# Fas course hours



## elizabethno1 (19 Jun 2011)

hi

stupid question maybe but just wondering does anyone have any ideas what hours might be for a full time course with fas i know its 5 days a week but just wondering if anyone has done a full time course and what hours it was in the days as i have a 2mth old baby and just thinking of childcare

any help would be appreciated

thanks


----------



## pippasue (20 Jun 2011)

I think it might depend on the course you do? Im not sure but maybe you should call Fas and ask them?
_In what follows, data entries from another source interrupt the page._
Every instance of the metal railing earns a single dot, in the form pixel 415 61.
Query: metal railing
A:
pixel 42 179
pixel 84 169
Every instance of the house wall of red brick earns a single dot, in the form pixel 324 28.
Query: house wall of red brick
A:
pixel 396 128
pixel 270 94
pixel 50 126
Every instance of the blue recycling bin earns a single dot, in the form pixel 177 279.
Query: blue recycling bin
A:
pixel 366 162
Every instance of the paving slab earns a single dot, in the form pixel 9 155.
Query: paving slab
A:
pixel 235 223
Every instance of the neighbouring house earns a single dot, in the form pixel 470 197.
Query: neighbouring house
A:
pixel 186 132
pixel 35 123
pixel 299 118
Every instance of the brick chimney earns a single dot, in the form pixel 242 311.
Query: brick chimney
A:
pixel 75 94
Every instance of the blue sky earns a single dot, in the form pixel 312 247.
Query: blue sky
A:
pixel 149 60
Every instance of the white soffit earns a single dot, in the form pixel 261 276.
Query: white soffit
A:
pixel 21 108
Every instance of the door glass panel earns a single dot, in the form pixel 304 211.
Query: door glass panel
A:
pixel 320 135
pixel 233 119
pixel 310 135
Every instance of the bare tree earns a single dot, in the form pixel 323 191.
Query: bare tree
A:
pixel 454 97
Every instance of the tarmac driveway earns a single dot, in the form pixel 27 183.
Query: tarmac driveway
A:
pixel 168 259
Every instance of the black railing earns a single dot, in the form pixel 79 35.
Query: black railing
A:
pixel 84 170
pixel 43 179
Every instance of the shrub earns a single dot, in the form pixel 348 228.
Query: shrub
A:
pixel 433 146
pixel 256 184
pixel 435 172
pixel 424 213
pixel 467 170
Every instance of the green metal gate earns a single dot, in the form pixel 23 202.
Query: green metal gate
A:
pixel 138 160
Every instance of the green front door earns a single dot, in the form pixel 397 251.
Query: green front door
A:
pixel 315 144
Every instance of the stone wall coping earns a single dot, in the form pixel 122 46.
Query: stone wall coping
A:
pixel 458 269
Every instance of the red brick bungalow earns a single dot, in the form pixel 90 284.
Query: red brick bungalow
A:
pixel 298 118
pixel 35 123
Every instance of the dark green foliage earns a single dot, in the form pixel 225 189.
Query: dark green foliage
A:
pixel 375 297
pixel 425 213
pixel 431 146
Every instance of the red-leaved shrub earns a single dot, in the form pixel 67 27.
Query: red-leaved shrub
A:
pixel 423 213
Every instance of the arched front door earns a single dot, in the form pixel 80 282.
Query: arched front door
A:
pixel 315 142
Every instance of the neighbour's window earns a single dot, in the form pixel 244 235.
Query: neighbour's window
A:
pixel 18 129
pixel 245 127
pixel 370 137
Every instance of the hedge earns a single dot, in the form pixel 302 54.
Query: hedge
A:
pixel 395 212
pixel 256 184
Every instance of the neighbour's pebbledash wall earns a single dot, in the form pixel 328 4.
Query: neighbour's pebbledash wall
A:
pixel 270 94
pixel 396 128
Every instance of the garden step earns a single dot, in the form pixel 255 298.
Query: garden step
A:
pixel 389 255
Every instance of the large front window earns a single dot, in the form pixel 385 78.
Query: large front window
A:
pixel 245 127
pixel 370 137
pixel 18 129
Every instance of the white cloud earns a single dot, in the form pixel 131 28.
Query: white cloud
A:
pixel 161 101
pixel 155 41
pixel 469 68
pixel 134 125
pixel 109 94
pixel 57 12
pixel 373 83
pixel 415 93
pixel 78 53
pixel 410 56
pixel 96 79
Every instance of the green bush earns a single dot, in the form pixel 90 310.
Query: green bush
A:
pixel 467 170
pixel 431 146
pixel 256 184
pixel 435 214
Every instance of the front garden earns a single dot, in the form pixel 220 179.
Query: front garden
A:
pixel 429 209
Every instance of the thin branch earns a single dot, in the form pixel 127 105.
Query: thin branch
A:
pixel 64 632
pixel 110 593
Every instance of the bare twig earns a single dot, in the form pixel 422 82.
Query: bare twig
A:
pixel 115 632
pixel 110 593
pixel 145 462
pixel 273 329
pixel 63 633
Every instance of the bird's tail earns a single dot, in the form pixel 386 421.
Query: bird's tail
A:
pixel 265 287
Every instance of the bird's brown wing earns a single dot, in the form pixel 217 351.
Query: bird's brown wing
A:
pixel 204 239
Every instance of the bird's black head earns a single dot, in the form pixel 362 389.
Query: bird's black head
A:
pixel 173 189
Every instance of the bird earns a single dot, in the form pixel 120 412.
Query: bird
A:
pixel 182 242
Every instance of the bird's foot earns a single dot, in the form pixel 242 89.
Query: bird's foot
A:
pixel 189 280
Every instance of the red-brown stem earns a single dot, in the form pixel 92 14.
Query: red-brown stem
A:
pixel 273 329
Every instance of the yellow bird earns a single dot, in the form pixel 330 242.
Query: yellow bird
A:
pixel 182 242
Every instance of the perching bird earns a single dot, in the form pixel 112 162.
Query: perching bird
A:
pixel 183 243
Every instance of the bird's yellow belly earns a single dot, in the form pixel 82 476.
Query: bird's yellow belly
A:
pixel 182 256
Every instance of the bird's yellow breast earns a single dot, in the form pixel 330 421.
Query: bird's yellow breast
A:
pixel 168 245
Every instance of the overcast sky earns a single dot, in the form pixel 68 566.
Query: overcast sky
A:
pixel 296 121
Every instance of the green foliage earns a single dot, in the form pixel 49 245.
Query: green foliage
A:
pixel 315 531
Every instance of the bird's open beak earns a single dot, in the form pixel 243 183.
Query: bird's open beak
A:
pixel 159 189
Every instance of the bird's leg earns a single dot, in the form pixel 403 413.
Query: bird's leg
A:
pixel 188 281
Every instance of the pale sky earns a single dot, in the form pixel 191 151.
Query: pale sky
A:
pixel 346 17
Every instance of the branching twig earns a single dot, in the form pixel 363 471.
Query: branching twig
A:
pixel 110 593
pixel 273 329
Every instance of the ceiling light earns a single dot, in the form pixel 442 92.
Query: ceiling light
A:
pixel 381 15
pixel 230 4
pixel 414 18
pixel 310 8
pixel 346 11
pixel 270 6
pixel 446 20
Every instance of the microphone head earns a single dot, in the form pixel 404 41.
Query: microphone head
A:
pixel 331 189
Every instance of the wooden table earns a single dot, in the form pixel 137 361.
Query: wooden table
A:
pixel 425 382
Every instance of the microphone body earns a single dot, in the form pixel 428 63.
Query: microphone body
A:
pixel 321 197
Good luck!!


----------



## Kerry Gooner (20 Jun 2011)

I believe the hours are 8.30 - 3.45 (Mon - Thurs) and half day Friday.


----------



## Larkenn (28 Aug 2011)

I did a FAS course 3yrs ago and the hours were:

Mon to Thurs   8.30 - 4.15
Fri   8.30 - 12.15

Every course in the building did the same hours.


----------



## Black Sheep (29 Aug 2011)

As there are many types of Fas courses the hours vary from course.

I,m just wondering would you be confusing a Fas course with a Fas scheme which is 19 hours weekly. Those hours may spread over 5 days or 2 or 3 days per week depending on the requirements of the sponsor


----------